Swami’s reporting, on the surface, seems to contradict reports in Foreign Policy and Bloomberg that have suggested that the United Arab Emirates had played a key role in securing the ceasefire. “Lots of foreign capitals have encouraged India-Pakistan peace but the process has been led by the two countries, not external actors,” an Indian source was quoted by Swami as saying. Interestingly, according to him, the Pakistan Army – as an overture of peace – had passed intelligence to India through the U.S. Central Intelligence Agency about impending attacks in India in the summer of 2019 even though the “London channel” established the year before had dried up following the February 2019 Pulwama-Balakot dust-up.
The Indian Express had reported in June 2019 that Pakistan had shared intelligence with both India and the United States about an impending attack in Pulwama district, possibly in Awantipora. “The Pakistanis shared this information regarding the possibility of such an attack with our High Commission in Islamabad. They had also shared this information with the Americans, who too, informed us. So this information has come directly as well as via the Americans to us,” a senior Indian security official was quoted by the newspaper as saying at that time.

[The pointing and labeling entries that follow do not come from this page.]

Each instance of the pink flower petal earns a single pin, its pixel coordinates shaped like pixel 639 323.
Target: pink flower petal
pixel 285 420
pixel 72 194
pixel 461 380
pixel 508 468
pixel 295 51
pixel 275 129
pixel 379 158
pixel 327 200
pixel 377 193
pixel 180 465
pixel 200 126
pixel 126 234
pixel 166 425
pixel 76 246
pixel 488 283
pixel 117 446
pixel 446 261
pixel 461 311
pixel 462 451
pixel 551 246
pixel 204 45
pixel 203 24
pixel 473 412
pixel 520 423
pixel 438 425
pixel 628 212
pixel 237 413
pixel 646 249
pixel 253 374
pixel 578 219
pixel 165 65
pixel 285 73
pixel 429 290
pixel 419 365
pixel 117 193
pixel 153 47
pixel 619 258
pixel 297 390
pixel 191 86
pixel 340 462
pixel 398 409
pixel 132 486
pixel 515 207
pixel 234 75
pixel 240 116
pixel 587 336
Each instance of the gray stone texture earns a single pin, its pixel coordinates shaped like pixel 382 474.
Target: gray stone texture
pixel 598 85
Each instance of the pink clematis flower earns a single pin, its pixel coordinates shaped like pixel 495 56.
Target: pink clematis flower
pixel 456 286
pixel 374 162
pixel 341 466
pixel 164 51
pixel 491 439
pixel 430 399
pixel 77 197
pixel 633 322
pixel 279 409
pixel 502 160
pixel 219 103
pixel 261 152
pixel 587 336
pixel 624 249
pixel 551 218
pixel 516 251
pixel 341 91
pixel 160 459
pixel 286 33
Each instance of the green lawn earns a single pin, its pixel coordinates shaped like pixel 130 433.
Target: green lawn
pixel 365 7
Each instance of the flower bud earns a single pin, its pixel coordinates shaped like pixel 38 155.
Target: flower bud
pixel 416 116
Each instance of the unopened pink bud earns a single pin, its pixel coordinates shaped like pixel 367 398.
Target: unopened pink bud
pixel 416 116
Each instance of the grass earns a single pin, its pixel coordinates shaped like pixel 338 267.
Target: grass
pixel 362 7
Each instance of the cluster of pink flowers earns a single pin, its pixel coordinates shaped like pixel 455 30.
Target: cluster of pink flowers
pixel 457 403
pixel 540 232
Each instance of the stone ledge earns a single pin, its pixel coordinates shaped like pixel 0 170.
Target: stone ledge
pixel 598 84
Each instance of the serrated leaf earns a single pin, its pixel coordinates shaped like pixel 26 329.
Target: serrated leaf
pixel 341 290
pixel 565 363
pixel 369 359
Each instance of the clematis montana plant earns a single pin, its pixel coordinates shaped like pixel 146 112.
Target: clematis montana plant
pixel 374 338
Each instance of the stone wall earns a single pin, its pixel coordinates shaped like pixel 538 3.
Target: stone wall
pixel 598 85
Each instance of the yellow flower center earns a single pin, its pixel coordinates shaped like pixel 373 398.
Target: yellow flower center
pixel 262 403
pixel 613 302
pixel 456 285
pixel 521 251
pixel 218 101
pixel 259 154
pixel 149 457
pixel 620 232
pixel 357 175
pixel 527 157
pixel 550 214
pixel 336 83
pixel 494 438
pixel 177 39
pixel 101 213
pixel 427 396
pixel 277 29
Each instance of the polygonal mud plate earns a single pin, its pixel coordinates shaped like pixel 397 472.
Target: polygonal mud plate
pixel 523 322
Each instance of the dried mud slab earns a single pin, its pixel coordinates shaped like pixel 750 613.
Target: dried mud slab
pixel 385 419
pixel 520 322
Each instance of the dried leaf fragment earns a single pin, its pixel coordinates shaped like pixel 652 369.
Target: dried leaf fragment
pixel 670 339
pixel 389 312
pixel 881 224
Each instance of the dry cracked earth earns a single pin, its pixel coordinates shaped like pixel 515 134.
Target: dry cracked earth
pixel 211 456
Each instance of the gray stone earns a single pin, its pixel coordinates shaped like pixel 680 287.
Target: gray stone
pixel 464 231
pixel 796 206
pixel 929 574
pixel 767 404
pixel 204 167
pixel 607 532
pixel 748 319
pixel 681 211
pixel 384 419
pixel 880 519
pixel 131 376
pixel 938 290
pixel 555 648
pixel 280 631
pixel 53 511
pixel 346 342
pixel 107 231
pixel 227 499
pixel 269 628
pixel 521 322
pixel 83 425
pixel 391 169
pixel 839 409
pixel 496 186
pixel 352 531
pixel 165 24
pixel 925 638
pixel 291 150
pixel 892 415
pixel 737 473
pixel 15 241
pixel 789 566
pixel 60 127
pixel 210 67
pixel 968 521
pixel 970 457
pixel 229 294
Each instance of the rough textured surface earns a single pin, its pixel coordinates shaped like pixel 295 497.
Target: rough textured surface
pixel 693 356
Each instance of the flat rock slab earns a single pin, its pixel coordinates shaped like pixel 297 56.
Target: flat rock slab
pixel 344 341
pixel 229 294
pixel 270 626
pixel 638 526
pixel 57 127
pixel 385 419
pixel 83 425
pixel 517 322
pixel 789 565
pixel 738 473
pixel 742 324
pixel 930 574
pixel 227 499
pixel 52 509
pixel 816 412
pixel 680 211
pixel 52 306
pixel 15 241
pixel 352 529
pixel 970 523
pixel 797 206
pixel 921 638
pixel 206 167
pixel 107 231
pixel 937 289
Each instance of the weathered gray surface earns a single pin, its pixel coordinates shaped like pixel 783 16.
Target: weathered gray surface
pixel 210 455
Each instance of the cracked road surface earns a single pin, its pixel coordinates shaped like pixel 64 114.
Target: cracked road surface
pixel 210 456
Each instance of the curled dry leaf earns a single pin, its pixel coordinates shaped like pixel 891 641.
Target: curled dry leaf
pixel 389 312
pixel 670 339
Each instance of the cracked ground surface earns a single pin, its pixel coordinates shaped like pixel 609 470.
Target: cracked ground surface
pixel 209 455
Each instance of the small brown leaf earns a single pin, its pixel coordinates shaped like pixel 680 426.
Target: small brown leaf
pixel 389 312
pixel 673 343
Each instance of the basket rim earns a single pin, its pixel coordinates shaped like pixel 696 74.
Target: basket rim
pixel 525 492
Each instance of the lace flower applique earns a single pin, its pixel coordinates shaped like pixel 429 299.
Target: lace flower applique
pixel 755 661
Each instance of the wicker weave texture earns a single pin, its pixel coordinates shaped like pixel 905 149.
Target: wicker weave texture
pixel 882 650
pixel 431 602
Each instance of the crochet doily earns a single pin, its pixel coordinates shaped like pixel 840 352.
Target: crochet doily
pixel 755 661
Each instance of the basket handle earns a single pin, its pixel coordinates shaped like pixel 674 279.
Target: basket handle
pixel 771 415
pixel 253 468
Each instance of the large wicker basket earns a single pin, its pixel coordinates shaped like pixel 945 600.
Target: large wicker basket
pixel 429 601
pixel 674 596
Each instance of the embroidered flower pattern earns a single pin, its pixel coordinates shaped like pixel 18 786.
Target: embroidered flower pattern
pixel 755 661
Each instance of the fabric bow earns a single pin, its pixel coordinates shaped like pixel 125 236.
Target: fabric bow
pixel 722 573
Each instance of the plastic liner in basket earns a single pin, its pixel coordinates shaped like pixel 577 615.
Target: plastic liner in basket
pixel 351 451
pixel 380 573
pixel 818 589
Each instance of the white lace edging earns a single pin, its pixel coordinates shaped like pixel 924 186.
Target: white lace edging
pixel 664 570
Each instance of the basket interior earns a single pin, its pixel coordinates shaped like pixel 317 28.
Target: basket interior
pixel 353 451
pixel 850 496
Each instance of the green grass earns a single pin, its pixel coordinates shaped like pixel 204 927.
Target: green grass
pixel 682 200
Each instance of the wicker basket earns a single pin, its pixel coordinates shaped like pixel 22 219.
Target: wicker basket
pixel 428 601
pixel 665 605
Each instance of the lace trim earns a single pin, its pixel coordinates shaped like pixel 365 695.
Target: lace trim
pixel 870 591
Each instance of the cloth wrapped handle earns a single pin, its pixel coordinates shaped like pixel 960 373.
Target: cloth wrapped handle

Notably, Indian intelligence sources had downplayed this story to Swami at that time, noting that it was an anonymous tip-off to the Indian High Commission and not through intelligence channels. “The heads of the Inter-Services Intelligence and the Research and Analysis Wing have been in periodic contact, so if the Pakistanis wanted to pass on something, they’d just have picked up the phone,” the journalist quoted one of them as saying at that time.
At this stage, it is hard to perfectly reconcile all of the Indian reports emerging about the February 25 ceasefire. But three immediate observations about them are in order. One, the Indian government remains quite invested in the ceasefire recommitment, leading it to almost incessantly provide comments around the exact circumstances leading up to it to the media. Two, it seems that a multitude of channels and actors, including external ones, were in one way or the other involved in securing it, even though the process itself was punctuated by several setbacks. Because of that, the chances of the ceasefire announcement amounting to something more durable remains higher than initially expected. Third and finally, in the deeply murky world of South Asian intelligence and security affairs, the “truth” told often depends on who is doing the telling — and why and when.